Après un débat multi-acteurs sur la redevabilité de la gouvernance des infrastructures et PPP : suivi et vulgarisation de l’étude d’impact socio-économique et environnemental de l’exploitation de l’autoroute à péage organisé par Legs-Africa, un rapport a été élaboré pour contribuer dans la renégociation des contrats de concession de l’exploitation de l’ouvrage, au profit de l’Etat et des usagers.
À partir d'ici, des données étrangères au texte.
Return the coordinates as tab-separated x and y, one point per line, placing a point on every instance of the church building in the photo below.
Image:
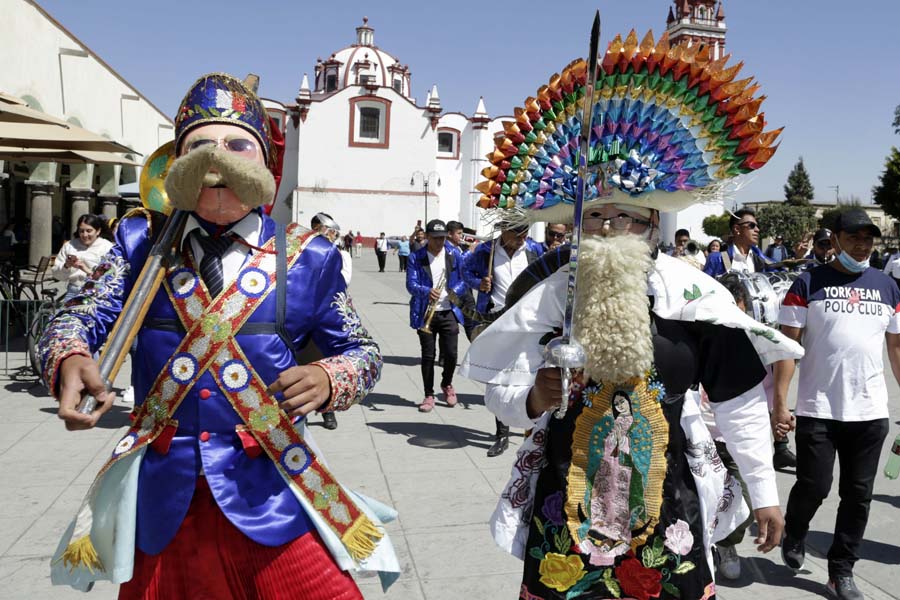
695	22
360	147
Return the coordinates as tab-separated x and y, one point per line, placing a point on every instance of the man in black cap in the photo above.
777	251
434	270
491	271
842	312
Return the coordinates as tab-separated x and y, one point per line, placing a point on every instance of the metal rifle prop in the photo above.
124	331
564	351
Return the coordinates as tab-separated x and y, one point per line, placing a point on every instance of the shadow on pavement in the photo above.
373	401
765	570
404	361
886	554
116	417
892	500
437	436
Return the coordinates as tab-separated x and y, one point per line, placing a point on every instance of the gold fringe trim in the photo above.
81	553
361	538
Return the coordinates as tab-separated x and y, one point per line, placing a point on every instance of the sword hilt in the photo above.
567	354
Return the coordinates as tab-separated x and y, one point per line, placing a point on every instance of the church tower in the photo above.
698	22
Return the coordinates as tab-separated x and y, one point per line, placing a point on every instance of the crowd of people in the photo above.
650	449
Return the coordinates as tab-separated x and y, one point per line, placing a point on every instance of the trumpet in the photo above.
432	306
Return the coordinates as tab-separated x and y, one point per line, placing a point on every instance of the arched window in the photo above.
370	122
448	143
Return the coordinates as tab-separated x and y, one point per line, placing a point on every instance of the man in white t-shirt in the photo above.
843	311
381	251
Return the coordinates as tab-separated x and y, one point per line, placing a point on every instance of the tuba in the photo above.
432	306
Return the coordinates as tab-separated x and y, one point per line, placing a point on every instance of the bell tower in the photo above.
695	22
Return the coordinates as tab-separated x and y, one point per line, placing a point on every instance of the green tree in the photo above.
830	216
716	226
798	190
785	219
887	193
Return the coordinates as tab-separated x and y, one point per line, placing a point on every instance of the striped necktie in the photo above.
214	247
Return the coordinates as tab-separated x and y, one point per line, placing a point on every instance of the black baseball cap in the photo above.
853	220
436	228
821	234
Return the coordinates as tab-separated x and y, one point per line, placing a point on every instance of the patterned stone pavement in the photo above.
431	467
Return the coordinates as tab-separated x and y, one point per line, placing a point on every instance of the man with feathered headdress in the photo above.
624	495
216	490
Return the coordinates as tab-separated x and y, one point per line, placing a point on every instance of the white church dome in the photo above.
362	63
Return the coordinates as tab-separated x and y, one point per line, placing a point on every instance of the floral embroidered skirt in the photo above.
616	512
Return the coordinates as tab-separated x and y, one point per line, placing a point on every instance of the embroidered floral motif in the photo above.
125	444
527	466
553	509
679	538
264	418
183	283
637	580
235	376
295	459
354	373
183	368
561	572
253	282
703	456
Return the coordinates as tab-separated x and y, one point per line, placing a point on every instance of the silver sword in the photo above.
118	343
564	351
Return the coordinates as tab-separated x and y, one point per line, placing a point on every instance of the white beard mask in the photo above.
612	318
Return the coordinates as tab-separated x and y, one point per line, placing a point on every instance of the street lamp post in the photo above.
426	180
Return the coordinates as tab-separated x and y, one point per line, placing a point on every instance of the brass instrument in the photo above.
432	306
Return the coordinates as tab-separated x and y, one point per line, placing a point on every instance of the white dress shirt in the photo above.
506	269
742	262
438	265
249	229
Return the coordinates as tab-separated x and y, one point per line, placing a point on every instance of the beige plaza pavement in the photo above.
431	467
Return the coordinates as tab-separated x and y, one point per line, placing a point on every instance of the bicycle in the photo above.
47	310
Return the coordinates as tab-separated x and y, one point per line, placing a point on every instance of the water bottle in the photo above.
892	468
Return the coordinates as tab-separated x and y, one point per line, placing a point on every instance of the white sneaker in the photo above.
729	562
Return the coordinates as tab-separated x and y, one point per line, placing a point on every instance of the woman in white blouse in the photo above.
78	257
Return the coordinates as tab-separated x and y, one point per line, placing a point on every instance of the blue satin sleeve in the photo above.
83	324
352	358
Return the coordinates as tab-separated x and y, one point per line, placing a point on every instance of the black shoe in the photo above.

C’est un truisme de dire que les conditions d’exploitation de l’autoroute à péage Dakar-Aibd sont plus favorables à la société Eiffage de la concession de l’autoroute de l’avenir – Secaa Sa qu’à l’Etat du Sénégal. Le déséquilibre financier est tellement flagrant que l’Etat a décidé de rouvrir les négociations avec l’entreprise contractante. C’est ainsi que Legs-Africa, un Think Tank d’orientation scientifique, après avoir réalisé l’étude d’évaluation économique, sociale et environnementale de l’impact de l’exploitation de l’autoroute à péage, donne des pistes de solutions à l’Etat. Une contribution citoyenne décisive dans la renégociation des contrats de concession de l’exploitation de l’ouvrage, au profit de l’Etat et des usagers. Elle est issue du débat multi-acteurs sur la redevabilité de la gouvernance des infrastructures et PPP : suivi et vulgarisation de l’étude d’impact socio-économique et environnemental de l’exploitation de l’autoroute à péage, tenu autour de 3 panels les mardis 6, 13 et 27 juillet dernier. Le rapport final tient sur 22 pages.

«Un manque de contrôle et d’efficience du Sénégal sur ses propres infrastructures»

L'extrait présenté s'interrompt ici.